1986年のサンタクルーズ・ビーチ・ボードウォークで幼少期のアデレードは奇妙な体験をする。少女は親の目から離れ、嵐の前触れをバックに、鏡の迷宮(遊園地によくあるやつ)に迷い込む。そこで彼女は自身と同じ顔をした少女と出会ってしまう。
「喋れないあの子を取り戻したい」という母親。
「私と同じ顔をした人がいる。殺しに来る」 的なことを旦那に訴えるアデレード。
「青空の下で育ったやつにはわからない」「私は特別だということがみんなにばれた」というレッド(アデレードにそっくりな女)
真実は1986年の出来事にありました。要するに、入れ替わりが起こっていたわけです。

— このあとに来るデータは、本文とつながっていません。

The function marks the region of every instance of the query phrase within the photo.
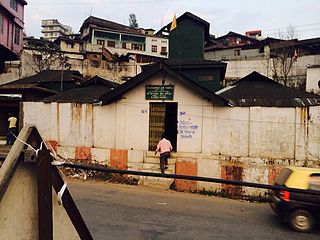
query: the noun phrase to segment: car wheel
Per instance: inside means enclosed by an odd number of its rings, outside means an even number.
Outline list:
[[[298,209],[290,214],[289,223],[291,228],[297,232],[310,232],[313,228],[314,220],[308,211]]]

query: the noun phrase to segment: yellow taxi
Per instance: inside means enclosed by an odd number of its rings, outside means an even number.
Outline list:
[[[285,167],[274,181],[274,185],[320,193],[320,169]],[[320,195],[294,193],[286,190],[270,191],[271,208],[291,228],[298,232],[310,232],[320,221]]]

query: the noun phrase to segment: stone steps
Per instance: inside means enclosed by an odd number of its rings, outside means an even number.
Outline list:
[[[160,187],[170,189],[170,186],[173,183],[173,181],[174,179],[172,178],[140,176],[138,184],[149,187]]]
[[[10,152],[12,145],[0,145],[0,160],[4,160]]]

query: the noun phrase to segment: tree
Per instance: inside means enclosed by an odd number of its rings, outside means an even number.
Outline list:
[[[24,48],[31,52],[33,62],[28,64],[36,73],[54,68],[70,68],[68,57],[64,56],[60,47],[53,42],[29,38]]]
[[[273,79],[288,85],[288,77],[298,57],[298,40],[295,29],[289,25],[285,32],[279,32],[281,40],[273,42],[270,47],[271,71]]]
[[[134,13],[131,13],[129,15],[129,26],[135,29],[139,28],[139,24],[136,18],[136,15]]]

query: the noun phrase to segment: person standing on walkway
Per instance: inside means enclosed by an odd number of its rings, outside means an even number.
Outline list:
[[[155,155],[160,152],[160,169],[161,173],[164,173],[166,165],[168,165],[168,158],[170,157],[170,152],[172,151],[172,145],[169,140],[166,139],[165,134],[161,135],[161,140],[157,145]]]
[[[8,128],[8,134],[7,134],[7,145],[12,145],[15,141],[15,136],[17,136],[17,118],[13,116],[12,113],[8,114],[8,122],[9,122],[9,128]]]

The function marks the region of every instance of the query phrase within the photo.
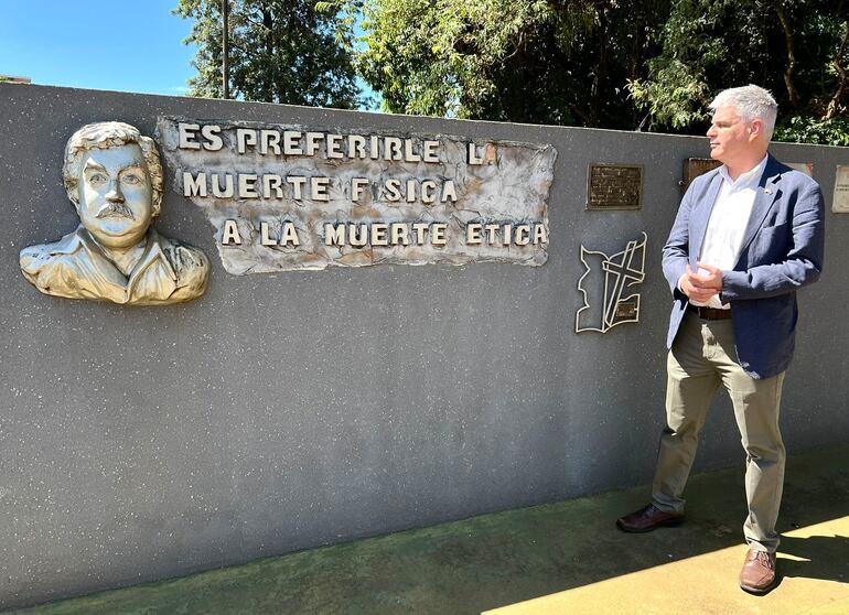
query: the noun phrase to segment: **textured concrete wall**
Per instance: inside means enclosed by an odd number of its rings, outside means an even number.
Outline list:
[[[211,257],[203,299],[39,294],[18,252],[76,225],[65,141],[108,119],[152,134],[158,115],[550,143],[548,262],[236,277],[168,187],[158,227]],[[13,85],[0,122],[0,606],[649,479],[670,302],[659,251],[681,161],[705,139]],[[813,162],[830,207],[846,149],[773,151]],[[591,162],[644,164],[642,211],[584,211]],[[799,296],[791,451],[849,438],[849,216],[827,222],[826,272]],[[577,335],[580,245],[611,253],[640,231],[642,322]],[[721,400],[699,467],[742,460]]]

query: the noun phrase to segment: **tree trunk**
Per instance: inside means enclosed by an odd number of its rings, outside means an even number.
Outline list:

話の設定では、「アメリカには合算すると何千キロもの地下通路があってそれが何に使われているのか誰もわからないのだ」という冒頭の説明から(おぼろげなんですが)、実はサンタクルーズ・ビーチの真下に地下施設があって、そこで人間複製(クローン)の実験が行われていたという「ナ、ナンダッテー!」なSFなストーリーだったのです。
「そう、時々噂に聞くドッペルゲンガーは、こいつらが地下施設からふらっと現れたせいなんだ! ドッペルゲンガーを見たら死ぬっていうのは、つまりこの映画のようなカラクリだったんだよ!!!」(なんだっt)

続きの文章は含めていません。